Little Bean's trademark neon sign

Image: Michael Novak

But does it taste good? I found it slightly weird; not quite ice cream, with a faint popsicle-stick aftertaste. That said, Little Bean scores high on body, balanced flavors, and a striking lightness—you can eat a double-scoop for lunch and skip back to the office. Standouts so far: the cold-brew coffee, nicely calibrated between bitter and sweet, and the refreshing mint matcha.The real accomplishment is making pretty convincing ice cream out of chickpeas. (Meanwhile, Camden’s already on to a new chickpea-based project, confiding, “It will blow your fucking mind.”)

Tal Caspi is Camden’s spiritual opposite, a hard-core vegan infusing coconut ice cream experiments with his value system at his meat-free Israeli restaurant Aviv on SE Division. He loves local Courier Coffee Roasters, for one, because the owner delivers each microroasted batch by bike. Not a bad call: right now Aviv’s coffee flavor, rich and roasty, vies for the city’s vegan ice cream crown, backed by the crackle and zoom of ground beans on top.

Aviv is Portland’s ice cream think tank to watch, with nine ever-changing options that include curry date, chocolate rose malabi, and, yes, Repentant. One quibble: some flavors veer close to sugar shock. Meanwhile, Caspi’s pints, under the name Be Sweet, are hitting New Seasons this summer. At 420 calories a serving, these coconut cream-bulging scoops better be good—even Häagen-Dazs is like, my dude.
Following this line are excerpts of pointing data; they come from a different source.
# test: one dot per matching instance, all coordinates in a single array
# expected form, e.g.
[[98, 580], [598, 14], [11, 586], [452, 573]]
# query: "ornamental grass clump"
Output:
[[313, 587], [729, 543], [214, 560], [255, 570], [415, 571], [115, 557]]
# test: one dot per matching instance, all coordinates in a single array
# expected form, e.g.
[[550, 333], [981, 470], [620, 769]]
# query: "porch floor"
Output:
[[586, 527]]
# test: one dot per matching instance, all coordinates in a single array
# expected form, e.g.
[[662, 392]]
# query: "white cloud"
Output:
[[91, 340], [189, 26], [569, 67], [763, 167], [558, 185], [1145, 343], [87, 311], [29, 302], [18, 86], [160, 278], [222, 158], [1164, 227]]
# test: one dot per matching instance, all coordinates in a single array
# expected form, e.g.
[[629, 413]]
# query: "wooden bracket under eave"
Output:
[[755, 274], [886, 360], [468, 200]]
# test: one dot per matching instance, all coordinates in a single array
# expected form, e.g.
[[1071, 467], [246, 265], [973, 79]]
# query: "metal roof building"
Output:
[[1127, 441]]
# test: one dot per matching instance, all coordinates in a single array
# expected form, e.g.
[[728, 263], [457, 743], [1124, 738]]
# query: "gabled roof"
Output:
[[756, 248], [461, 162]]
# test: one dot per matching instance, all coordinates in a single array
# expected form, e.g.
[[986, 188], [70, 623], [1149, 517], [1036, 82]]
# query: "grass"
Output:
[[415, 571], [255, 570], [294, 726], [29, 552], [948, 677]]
Vegan ice cream is difficult, a hat trick, which is why flavors are graded on the curve. It’s near impossible to recreate the melting pleasures of sweet cream. Tell that to Chad Draizin, who cracked the code at his Fifty Licks shops, where four vegan flavors rival his esteemed dairy scoops. The secret? Draizin confesses only to his science aptitude and a secret brand of Thai coconut cream. I defy you to eat the Chocolate A.F. and Choc-Coco-Mel side by side and tell the cow from the coconut. According to Draizin, one customer recently groused: “It tastes too real. Vegan ice cream is not supposed to be this creamy.”

Fifty Licks owner Chad Draizin

Image: Michael Novak

Another sure bet? Eb & Bean, timid when it launched in 2014, has evolved into a next-level soft servery, with three locations swirling ever-changing dairy and nondairy flavors in equal measure, plus an eye-popping trove of magic shells and artisanal toppings for the dairy-adverse. My jam here: salty, almond-milk-based chocolate-peanut-butter fro-yo, whipped coconut cream, and crushed, Butterfinger-y Tom Bumble bar. 

Little Bean's chickpea milk Szechuan Strawberry and Lemon Ginger ice creams on a chickpea chocolate waffle cone

Image: Michael Novak

Creativity is the titanium backbone of Salt & Straw, which does decadent, risk-taking scoops, chunked with god knows what, better than anyone. That mode now embraces vegans, as some of the shop’s most popular flavors head to the plant land, including the vaunted, cheesecakey Meyer lemon and blueberry. And sometimes vegan is actually better: Remember a horrid S&S flavor called Berries, Beans and BBQ Sauce? Grills across the city shut their lids in protest. This summer it returned, retconned from, of all things, coconut cream, “baked bean ganache,” and vinegar-twanged berry jam. It’s shockingly good fun.

The best vegan ice cream I’ve ever tasted? Coconut, cashew brittle, and pandan pocked with Thai caramel and spicy pineapple, a stupor-inducing Salt & Straw collaboration with Departure’s Gregory Gourdet. S&S sold it, briefly, in 2013, never to be tasted again, though the chef willed the shop his coconut milk base recipe.

Now, Gourdet’s jumped another level, with a new kind of coconut ice cream that enlists the sweet funk of Japanese fermented koji rice. The texture is velvet, rich enough to be illegal. Departure serves it in house-made cones throughout the summer, two flavors a week, Haitian rum raisin to peanut brittle. “New York and LA may have more shops,” he mused recently, of the country’s vegan cream scene. “But, given styles and points of view, Portland is at the front of something.”

Five years ago, no one could have imagined that vegan ice cream would be the sweet spot of summer. Now, only a Debbie Downer would miss it. Really.